Money worries are plaguing young people and having a serious impact on their mental health, a study has found – with those in the north of England being hardest hit.
Low pay, fears over the future and a struggle to make ends meet are causing disturbing rates of depression and anxiety according to a major new report by charity Young Women’s Trust.
Nationally, 34% of young people say it’s a real struggle to make their cash last until the end of the month – but in the north east the figure creeps up to 41% while in the north west, 37% of young people admit it is difficult to stretch their money.
The charity says depression rates among people aged 18 to 30 are also alarming, especially in the north, with 29% of young people in Yorkshire and the Humber, 24% in the north east and 23 percent in the north west confessing to feeling currently depressed, compared to 18% in the east of England, 20% in south west England and 21 percent in London.
Nationally, 33% of young people feel more anxious than this time last year, but again figures are higher in the north east (42%) and north west (37%).
Dr Carole Easton OBE, Young Women’s Trust chief executive, said: “The traditional stereotype of youthful swagger and optimism seems to have been replaced by worry and anxiety. Perhaps this is not surprising given that young people are facing serious financial troubles and uncertainty about their future.
“Low pay, insecure work and housing pressures are leaving young people struggling to make ends meet, which is having a terrible impact on their mental health.”
More than half of young people in the north east, north west and Yorkshire say they are worried about their future, compared to 48% nationally.
The findings were revealed in a Populus Data Solutions survey of 4,000 young people for Young Women’s Trust which supports young women on low or no pay.
Their report ‘It’s still a rich man’s world’ shows that despite the #MeToo movement and reforms including gender pay gap reporting, millions of women continue to lose out in the workplace – and mental health inequalities have got worse.

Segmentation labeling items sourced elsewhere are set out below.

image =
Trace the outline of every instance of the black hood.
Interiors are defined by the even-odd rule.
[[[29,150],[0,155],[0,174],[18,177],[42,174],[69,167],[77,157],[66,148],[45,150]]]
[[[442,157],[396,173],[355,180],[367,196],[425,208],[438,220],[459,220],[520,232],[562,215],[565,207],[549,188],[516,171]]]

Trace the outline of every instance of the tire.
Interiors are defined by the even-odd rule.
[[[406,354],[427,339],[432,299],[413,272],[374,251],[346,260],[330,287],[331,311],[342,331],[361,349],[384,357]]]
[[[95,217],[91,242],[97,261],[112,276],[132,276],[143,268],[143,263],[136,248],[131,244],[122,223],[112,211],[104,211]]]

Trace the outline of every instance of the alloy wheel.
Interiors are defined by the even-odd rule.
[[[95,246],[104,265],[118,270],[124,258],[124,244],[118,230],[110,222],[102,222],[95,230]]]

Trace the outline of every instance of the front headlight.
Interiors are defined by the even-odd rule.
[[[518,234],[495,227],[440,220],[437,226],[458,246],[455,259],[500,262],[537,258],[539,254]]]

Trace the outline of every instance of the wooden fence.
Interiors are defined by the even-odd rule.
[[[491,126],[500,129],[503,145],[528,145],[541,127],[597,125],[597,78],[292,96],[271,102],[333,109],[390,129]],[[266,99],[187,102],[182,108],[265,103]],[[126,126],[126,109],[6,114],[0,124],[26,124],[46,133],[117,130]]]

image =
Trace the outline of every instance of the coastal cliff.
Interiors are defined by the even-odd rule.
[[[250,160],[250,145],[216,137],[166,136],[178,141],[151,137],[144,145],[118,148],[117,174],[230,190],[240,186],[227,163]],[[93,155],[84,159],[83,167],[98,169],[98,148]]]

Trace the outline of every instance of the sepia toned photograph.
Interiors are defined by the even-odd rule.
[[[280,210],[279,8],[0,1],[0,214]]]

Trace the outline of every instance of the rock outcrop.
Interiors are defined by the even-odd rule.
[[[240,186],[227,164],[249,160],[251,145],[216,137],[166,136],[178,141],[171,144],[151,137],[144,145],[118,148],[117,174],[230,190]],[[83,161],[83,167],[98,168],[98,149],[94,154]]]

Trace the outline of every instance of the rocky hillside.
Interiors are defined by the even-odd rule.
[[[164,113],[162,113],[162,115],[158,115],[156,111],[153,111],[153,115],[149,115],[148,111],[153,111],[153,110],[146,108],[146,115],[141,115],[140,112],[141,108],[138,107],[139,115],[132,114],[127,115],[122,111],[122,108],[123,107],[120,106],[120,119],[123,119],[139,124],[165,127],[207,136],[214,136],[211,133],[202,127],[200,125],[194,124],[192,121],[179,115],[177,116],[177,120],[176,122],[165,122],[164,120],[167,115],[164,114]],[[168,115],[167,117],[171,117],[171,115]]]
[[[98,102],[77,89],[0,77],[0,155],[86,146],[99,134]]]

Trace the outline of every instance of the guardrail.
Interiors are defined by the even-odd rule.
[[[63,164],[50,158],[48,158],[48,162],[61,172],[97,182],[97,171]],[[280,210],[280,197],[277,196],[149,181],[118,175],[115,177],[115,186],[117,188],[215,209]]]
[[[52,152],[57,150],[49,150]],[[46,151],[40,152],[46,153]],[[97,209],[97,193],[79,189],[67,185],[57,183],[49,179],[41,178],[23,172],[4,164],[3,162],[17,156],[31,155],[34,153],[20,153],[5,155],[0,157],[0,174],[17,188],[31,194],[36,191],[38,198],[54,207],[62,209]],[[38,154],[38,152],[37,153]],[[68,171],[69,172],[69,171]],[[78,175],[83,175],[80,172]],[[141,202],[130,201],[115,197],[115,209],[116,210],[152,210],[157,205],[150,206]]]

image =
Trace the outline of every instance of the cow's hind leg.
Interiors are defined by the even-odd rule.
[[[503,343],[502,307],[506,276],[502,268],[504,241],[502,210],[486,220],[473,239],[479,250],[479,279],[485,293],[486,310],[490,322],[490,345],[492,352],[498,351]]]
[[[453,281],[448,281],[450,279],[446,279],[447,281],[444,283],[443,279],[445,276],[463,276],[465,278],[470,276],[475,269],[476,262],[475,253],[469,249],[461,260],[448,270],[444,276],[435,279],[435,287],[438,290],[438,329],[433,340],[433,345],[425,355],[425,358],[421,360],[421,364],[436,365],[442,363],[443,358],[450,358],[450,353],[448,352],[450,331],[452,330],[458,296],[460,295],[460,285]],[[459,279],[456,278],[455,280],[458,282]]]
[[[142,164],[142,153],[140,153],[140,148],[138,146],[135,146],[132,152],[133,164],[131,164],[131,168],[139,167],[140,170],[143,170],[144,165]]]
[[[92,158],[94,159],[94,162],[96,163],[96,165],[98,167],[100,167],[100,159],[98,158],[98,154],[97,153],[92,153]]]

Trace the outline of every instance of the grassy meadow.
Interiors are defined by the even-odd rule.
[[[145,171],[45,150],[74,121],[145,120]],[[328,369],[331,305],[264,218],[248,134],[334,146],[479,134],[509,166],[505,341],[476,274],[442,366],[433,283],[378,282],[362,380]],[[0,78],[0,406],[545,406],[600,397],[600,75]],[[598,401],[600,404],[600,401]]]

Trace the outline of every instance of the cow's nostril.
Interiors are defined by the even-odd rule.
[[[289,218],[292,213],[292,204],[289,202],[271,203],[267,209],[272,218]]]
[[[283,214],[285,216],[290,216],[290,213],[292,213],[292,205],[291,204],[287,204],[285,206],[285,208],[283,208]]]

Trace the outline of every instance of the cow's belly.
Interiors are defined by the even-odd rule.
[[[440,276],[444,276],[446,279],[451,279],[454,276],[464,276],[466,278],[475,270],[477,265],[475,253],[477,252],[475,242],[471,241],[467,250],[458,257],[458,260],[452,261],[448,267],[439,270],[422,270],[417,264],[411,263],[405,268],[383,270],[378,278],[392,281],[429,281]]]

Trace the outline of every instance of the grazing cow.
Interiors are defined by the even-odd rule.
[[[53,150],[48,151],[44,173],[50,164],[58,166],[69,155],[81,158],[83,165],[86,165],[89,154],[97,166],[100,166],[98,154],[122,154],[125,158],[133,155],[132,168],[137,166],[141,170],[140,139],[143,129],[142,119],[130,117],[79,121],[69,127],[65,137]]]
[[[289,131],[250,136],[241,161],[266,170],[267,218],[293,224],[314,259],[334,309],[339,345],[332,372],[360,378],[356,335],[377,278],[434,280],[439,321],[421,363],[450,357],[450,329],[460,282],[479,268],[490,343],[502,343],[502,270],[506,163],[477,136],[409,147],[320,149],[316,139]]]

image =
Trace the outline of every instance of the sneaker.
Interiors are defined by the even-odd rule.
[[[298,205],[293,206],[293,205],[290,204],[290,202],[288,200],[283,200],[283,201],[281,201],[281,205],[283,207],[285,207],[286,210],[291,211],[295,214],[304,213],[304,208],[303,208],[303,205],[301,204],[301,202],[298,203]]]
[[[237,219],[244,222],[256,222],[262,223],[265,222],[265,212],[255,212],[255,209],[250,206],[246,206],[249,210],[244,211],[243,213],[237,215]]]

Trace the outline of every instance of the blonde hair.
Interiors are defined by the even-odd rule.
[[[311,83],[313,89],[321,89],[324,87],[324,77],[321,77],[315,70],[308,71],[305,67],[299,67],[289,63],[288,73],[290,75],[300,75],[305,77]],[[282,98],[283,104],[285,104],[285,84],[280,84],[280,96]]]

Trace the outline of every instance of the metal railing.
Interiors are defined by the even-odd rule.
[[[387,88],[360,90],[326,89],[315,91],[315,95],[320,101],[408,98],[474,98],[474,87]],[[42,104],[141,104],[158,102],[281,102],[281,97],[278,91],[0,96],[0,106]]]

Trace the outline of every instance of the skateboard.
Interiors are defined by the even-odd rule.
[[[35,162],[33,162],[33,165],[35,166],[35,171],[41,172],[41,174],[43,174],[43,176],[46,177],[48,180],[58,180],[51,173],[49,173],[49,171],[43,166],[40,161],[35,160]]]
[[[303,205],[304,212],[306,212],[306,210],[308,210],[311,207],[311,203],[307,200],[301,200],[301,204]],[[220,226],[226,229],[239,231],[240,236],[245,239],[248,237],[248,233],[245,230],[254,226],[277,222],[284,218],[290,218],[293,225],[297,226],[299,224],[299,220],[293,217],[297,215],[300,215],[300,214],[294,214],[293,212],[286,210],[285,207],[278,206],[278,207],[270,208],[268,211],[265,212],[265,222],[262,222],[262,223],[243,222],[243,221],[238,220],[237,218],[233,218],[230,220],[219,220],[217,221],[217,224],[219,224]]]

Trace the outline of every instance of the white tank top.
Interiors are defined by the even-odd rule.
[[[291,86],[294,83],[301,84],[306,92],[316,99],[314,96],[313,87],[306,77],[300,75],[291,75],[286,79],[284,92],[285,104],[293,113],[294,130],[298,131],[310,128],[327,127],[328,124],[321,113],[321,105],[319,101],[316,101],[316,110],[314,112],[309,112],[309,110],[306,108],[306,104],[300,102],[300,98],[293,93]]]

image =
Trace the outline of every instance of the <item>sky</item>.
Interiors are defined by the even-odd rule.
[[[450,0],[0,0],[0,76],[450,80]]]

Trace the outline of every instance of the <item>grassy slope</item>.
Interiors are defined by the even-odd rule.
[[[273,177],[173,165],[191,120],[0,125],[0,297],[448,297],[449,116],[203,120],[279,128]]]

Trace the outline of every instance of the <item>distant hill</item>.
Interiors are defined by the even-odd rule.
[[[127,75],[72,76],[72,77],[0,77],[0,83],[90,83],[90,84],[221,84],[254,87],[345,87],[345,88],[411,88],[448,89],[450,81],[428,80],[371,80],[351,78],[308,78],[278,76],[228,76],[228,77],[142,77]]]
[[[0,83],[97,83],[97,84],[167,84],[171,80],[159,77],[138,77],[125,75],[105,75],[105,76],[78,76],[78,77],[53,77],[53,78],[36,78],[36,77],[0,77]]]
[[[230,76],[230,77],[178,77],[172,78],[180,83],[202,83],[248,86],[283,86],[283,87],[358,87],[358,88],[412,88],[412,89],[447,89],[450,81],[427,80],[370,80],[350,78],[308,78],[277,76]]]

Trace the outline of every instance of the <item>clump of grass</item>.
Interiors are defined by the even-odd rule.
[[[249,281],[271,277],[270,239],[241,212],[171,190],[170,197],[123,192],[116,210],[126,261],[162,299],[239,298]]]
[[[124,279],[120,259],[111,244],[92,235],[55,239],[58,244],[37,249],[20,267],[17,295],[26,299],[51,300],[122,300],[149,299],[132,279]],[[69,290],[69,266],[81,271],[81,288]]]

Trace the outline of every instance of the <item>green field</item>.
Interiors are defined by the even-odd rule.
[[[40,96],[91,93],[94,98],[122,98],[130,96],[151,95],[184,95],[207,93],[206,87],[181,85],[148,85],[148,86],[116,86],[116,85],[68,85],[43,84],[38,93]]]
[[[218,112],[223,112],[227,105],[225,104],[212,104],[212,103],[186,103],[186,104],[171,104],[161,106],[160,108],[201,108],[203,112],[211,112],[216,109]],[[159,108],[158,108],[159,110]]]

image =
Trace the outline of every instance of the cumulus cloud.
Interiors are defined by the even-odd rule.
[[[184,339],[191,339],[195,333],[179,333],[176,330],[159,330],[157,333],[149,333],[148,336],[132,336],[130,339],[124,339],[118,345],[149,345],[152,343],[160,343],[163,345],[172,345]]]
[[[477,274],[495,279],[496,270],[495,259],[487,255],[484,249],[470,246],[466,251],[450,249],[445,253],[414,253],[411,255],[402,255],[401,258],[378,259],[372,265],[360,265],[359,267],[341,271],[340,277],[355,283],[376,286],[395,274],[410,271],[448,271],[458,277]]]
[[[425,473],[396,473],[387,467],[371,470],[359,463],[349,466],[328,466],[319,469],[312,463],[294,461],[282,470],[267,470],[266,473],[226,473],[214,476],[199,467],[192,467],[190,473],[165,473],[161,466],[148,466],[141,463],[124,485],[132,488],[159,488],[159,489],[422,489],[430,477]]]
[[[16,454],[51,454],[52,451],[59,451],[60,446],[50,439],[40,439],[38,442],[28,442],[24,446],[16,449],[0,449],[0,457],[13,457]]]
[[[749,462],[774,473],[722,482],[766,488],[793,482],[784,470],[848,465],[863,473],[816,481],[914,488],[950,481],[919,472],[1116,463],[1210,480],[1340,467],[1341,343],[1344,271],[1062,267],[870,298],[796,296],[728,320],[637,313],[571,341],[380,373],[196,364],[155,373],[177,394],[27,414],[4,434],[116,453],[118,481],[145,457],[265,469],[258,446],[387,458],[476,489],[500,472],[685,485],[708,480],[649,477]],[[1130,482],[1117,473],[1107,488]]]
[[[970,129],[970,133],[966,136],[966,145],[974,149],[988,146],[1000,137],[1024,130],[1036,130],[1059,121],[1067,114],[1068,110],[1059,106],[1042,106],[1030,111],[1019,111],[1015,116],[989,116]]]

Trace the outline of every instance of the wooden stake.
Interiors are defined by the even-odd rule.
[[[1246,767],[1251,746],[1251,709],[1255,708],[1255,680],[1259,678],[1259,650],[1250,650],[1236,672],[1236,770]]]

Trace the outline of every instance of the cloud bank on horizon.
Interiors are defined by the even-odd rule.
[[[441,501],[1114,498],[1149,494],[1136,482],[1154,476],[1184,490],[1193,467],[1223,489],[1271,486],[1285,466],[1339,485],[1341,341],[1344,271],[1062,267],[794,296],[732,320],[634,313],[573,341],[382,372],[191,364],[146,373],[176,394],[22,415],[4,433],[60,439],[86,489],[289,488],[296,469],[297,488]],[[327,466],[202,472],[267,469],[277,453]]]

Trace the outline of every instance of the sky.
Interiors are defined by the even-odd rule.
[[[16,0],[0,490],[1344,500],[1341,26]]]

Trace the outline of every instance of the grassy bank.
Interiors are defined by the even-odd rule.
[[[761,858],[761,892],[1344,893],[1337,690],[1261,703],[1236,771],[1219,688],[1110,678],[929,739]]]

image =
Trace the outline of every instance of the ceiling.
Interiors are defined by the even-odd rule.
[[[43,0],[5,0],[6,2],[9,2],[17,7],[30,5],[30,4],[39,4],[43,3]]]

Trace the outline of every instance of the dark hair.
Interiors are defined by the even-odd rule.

A a third of young women do not know how to report sexual harassment at work and a quarter would be reluctant to do so for fear of losing their job. Despite the introduction of gender pay gap reporting, one in five young women say they are illegally paid less than their male colleagues for the same work.
Young women remain more likely to be on low pay, job insecurity has increased, and debt levels have risen.
More than a quarter say their financial situation has got worse in the past year. As a result, young women’s mental health concerns are skyrocketing, with four in 10 saying they are worried about their mental health.
Easton added: “Young women in particular are concerned about their mental health, as huge numbers still face discrimination, sexual harassment and pay gaps at work.
“We are used to each generation having more opportunities than the last, but there is a feeling now that things are going backwards. These are very worrying times for young people – especially young women.
“A concerted effort is needed from government and employers to provide young people with security and hope for the future, redress gender inequality at work and help manage the growing mental health crisis among young people.”